Sobre el escenario, la puesta consigue
articular esos fragmentos verdaderos o ilusorios del
pasado, con recursos visuales y actorales que Viñao
maneja como un mecanismo de relojería. La vieja
fotografía familiar que el Hombre evoca cobra
vida a medias: vestidas, peinadas y hablando como
en los primeros años 70, las criaturas de la
foto son y no son las que encuentra el visitante.
Hasta las identidades han mutado con el tiempo. Hay
referencias —a pequeñas o grandes traiciones,
a un confuso clima represivo, a torturas y desapariciones—
que los personajes se resisten a reconocer como vivencias
propias.
A diferencia del remanido uso de color
para el presente y sepia para el pasado, Viñao
procede al revés. Con predominancia de un naranja
furioso en el vestuario y una iluminación de
rojos y azules intensos, los paisajes evocados llegan
a la conciencia del protagonista (de pantalón
gris y camisa blanca) envueltos en un colorido artificioso
e improbable. El efecto visual refuerza la extrañeza
de las interpretaciones, distantes del realismo, sobre
todo en los personajes evocados.
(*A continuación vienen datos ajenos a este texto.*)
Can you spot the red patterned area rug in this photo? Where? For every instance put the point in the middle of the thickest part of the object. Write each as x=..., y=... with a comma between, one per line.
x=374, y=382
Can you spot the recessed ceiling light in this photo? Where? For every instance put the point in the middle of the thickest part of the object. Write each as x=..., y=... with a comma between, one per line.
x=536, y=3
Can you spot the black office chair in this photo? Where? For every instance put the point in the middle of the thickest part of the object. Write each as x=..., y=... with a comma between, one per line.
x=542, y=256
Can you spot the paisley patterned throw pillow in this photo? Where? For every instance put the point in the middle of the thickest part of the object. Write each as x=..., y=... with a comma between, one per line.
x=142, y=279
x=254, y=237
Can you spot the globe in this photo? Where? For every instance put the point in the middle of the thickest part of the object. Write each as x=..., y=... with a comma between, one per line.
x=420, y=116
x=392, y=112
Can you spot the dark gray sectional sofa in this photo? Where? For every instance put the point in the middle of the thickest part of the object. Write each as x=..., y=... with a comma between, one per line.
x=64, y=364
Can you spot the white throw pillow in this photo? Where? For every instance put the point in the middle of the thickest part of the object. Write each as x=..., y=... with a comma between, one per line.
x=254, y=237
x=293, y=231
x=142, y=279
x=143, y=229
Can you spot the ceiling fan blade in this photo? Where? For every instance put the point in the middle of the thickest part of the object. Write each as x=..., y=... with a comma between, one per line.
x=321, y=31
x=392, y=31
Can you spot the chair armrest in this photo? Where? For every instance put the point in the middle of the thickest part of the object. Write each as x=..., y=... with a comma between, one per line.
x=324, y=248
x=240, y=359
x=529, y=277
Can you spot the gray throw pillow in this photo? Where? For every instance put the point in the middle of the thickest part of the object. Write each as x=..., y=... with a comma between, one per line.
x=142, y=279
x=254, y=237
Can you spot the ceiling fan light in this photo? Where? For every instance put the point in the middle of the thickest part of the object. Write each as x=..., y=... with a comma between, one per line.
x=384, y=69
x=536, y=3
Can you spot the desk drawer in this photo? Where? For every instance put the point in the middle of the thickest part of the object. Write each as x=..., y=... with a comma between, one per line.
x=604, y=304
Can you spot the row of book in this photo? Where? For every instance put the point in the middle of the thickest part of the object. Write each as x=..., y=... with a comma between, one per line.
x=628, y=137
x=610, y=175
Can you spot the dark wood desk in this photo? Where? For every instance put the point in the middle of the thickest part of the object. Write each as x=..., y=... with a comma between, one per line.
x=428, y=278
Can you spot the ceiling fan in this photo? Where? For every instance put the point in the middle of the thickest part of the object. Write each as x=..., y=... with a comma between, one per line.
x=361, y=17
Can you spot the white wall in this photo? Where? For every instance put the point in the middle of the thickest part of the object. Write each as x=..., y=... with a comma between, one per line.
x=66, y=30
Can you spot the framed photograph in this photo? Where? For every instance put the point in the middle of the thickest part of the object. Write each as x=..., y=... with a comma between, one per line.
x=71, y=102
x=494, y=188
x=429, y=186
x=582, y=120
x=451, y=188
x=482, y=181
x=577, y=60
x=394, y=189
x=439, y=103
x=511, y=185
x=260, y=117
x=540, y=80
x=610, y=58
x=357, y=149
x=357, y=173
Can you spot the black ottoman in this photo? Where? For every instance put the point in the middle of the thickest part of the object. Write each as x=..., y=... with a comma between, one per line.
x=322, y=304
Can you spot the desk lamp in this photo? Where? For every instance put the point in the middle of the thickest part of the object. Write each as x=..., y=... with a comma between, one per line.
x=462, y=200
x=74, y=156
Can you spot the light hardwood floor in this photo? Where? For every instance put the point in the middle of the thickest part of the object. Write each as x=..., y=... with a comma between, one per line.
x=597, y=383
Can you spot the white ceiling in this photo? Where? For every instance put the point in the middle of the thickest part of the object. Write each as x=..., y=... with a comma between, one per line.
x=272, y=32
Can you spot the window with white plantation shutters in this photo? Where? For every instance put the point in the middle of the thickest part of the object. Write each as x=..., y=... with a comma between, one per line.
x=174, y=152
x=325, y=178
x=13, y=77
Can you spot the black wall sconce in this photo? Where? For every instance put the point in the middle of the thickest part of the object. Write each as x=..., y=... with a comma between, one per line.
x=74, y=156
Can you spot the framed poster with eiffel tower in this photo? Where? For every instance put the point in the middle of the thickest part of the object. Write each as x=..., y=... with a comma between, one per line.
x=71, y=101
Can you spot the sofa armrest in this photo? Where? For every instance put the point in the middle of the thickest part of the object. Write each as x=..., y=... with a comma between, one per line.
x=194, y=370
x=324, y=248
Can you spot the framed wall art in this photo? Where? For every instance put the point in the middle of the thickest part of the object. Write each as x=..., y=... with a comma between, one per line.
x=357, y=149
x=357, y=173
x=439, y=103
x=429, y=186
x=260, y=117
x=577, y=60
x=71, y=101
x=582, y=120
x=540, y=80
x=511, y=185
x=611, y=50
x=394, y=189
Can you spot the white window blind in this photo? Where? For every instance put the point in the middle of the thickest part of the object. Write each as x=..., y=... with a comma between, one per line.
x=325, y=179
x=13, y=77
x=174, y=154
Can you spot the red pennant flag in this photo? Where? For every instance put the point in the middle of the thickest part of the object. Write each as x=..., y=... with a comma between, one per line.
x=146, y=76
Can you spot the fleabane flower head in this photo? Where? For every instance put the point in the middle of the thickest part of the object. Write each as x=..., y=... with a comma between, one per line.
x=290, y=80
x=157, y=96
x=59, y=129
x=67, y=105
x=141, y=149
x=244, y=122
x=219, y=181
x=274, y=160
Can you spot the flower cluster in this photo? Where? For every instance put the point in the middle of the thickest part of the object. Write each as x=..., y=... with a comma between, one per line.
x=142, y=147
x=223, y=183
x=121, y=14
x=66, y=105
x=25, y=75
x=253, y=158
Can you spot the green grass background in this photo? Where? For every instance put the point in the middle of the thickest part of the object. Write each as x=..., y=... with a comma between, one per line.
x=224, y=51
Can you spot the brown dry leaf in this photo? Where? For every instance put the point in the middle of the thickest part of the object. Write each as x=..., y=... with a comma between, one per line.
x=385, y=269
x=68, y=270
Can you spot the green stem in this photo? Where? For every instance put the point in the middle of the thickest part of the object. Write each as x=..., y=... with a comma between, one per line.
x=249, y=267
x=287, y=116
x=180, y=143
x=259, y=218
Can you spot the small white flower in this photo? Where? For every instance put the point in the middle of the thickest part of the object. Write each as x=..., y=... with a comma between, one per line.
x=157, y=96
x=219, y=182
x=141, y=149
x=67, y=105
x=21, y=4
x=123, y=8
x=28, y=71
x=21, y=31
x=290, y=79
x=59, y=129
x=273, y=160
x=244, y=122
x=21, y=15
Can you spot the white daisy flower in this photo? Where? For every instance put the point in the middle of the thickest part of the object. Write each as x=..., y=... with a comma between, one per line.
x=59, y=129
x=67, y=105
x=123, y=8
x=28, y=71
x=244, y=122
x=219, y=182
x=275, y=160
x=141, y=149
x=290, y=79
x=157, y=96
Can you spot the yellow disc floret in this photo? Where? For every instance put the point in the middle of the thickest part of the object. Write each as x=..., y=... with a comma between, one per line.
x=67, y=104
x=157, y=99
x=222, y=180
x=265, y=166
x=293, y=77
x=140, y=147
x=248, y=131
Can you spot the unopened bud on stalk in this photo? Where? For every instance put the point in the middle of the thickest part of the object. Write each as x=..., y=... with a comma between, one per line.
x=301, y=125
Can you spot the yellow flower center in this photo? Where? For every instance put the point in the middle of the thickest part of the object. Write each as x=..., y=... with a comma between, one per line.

Silvia Dietrich y
Luis Solanas, que ya fueron dirigidos por Viñao,
dominan ese lenguaje caracterizado por una distancia
emotiva que potencia significados laterales. Pero
también César Repetto (en el rol protagónico)
así como Verónica Schneck y Alejo Mango
encontraron para sus roles un discurso escénico
que sintoniza con la intención de la obra.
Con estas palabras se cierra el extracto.